As an example of satisfying (1) and (2) in each term, power functions x^α_t, p^β_t−1may be used. Here, 0<α<1,0<β<1 are satisfied. As an example of satisfying (3) in each term, a sigmoid function of the following formula may be used using a gain in the term of a loss-framed incentive presented or the term of a temporary acquisition incentive as a or b.

$\begin{matrix} σ_{a} (x) = \frac{1}{1 + e^{- ax}}, σ_{b} (x) = \frac{1}{1 + e^{- b x}} & [Math . 2] \end{matrix}$

As an example of satisfying (4) in each term, a min function may be used.

That is, an example of the motivation function u_tis expressed as follows.

$\begin{matrix} u_{t} = A \min (x_{t}^{α} σ_{a} (x_{t} - x_{loss}), 1) + B \min (p_{t - 1}^{β} σ_{b} (p_{t - 1} - p_{t e m p}), 1) & [Math . 3] \end{matrix}$

Provided that A, B, α, β, a, b, x_loss, and p_temprepresent user-specific parameters. Since A and B represent the ratio of the influence of a loss-framed incentive presented and a temporary acquisition incentive, A, B>0 and A+B=1 are satisfied. Note that, since the influence of a temporary acquisition incentive is weak and the influence of a loss-framed incentive presented is strong for a user for which A>B is satisfied, the user is a person who makes greater effort for task success by a loss-framed incentive presented being increased or decreased.
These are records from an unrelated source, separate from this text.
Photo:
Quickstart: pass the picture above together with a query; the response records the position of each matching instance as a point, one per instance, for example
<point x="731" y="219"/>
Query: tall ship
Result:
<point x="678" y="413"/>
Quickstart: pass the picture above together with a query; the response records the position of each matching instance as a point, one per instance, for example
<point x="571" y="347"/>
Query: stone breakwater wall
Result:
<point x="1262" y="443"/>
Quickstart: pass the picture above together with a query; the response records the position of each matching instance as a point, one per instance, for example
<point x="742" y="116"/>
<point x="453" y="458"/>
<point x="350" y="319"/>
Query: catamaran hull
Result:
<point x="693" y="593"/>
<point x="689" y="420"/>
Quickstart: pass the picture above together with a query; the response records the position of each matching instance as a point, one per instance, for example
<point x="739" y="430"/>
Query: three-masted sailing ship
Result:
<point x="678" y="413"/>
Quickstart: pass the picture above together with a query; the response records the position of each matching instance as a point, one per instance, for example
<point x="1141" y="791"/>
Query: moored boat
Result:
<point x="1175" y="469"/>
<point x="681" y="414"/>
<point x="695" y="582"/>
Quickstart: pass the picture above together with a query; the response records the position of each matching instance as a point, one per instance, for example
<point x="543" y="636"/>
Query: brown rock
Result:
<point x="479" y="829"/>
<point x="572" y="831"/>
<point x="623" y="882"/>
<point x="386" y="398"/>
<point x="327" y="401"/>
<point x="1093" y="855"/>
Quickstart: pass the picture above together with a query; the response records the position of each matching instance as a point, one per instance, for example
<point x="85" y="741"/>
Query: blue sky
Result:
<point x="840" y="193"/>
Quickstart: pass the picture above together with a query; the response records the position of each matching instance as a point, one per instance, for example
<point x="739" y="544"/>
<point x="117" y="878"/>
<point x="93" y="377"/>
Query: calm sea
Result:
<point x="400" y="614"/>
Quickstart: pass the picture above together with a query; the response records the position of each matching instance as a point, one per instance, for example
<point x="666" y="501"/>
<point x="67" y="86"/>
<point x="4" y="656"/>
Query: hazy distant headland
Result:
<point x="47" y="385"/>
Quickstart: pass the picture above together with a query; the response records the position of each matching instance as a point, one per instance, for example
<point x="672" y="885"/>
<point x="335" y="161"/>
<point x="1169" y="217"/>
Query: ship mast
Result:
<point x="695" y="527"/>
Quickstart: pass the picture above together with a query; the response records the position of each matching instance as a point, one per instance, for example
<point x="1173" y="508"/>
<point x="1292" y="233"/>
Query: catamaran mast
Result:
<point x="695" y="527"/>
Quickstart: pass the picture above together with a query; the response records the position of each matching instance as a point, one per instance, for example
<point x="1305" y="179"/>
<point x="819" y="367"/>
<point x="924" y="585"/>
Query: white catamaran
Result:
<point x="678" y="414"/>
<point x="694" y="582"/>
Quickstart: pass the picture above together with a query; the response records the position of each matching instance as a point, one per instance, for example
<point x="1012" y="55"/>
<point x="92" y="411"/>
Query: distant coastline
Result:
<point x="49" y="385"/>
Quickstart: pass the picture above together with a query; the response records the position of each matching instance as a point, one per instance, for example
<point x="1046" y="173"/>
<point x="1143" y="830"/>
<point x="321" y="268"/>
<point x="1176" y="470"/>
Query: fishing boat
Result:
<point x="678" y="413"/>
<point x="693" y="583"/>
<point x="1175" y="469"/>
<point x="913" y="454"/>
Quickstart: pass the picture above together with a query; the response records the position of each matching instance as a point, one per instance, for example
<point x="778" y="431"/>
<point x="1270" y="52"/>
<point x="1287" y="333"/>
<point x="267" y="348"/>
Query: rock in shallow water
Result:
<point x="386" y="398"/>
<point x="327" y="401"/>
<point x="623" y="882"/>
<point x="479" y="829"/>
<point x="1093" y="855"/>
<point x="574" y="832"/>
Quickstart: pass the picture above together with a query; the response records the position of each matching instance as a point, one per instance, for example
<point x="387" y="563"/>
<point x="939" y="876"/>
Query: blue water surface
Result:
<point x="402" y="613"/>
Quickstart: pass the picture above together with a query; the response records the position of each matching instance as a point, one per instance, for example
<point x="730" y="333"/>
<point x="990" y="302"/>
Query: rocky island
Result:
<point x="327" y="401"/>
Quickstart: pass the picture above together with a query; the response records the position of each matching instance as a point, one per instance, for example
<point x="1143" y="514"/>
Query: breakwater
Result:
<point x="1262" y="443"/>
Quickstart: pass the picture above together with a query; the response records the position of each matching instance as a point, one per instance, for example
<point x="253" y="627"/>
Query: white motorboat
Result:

Since the influence of a temporary acquisition incentive is strong for a user for which A<B is satisfied, the user is a person who does not make efforts for task success even if a loss-framed incentive presented is increased or decreased any amount in a case where the task fails and the temporary acquisition incentive decreases below a certain threshold.

x_lossand p_temprepresent thresholds at which motivation drastically increases.

The advantage of defining the motivation function in this manner is that a magnitude relationship of the influence of a loss-framed incentive presented and a temporary acquisition incentive can be clarified and the personality can be made clear.

The parameter determination unit 12 determines eight parameters included in the motivation function based on the experimental data 101 and the motivation function information 102.

The parameter determination unit 12 uses a loss-framed incentive presented in each step, a temporary acquisition incentive, and the success or failure of the task (y_t=(1, 0)) as observation values based on the experimental data 101. That is, the observation values are (x₁, p₀, y₁), . . . , (x_T, p_T-1, y_T).

A probability model indicating the probability of the success or failure in the task in each step is expressed by a binomial distribution as in the following formula.

$\begin{matrix} P (y_{t} ❘ u_{t}) = {u_{t}^{y_{t}} (1 - u_{t})}^{1 - y_{t}} & [Math . 4] \end{matrix}$

Here, P(y_t|u_t)=P(y_t|u_t(s) is satisfied. s represents the user-specific parameters A, B, α, β, a, b, x_loss, and p_temp.

Likelihood L(s) in the probability model is expressed as following formula.

$\begin{matrix} L (s) = P (y_{1} ❘ u_{1} (s)) \times \dots \times P (y_{T} ❘ u_{T} (s)) & [Math . 5] \end{matrix}$

The parameter determination unit 12 determines each of the parameters using maximum likelihood estimation as indicated in the following formula.

$\begin{matrix} s^{*} = \arg \max_{s} L (s) & [Math . 6] \end{matrix}$

An example of the parameters to be determined is as follows.

TABLE 1

A
B
α
β
a
b
x_loss
p_temp

0.4
0.6
0.5
0.2
10
8
100
500

The incentive measure calculation unit 13 calculates an incentive measure that increases motivation of a user. For example, the incentive measure calculation unit 13 optimizes the amount of a loss-framed incentive that maximizes motivation of a user, and calculates the loss-framed incentive at that time.

Specifically, the incentive measure calculation unit 13 calculates an incentive measure based on the motivation function information 102 and the determined parameters. The incentive measure is a function ƒ that uses the task success/failure y_t−1on the (t−1)-th day, the temporary acquisition incentive p_t−1, and the current time step t as inputs and outputs the loss-framed incentive amount x_ton the t-th day as indicated in the following formula.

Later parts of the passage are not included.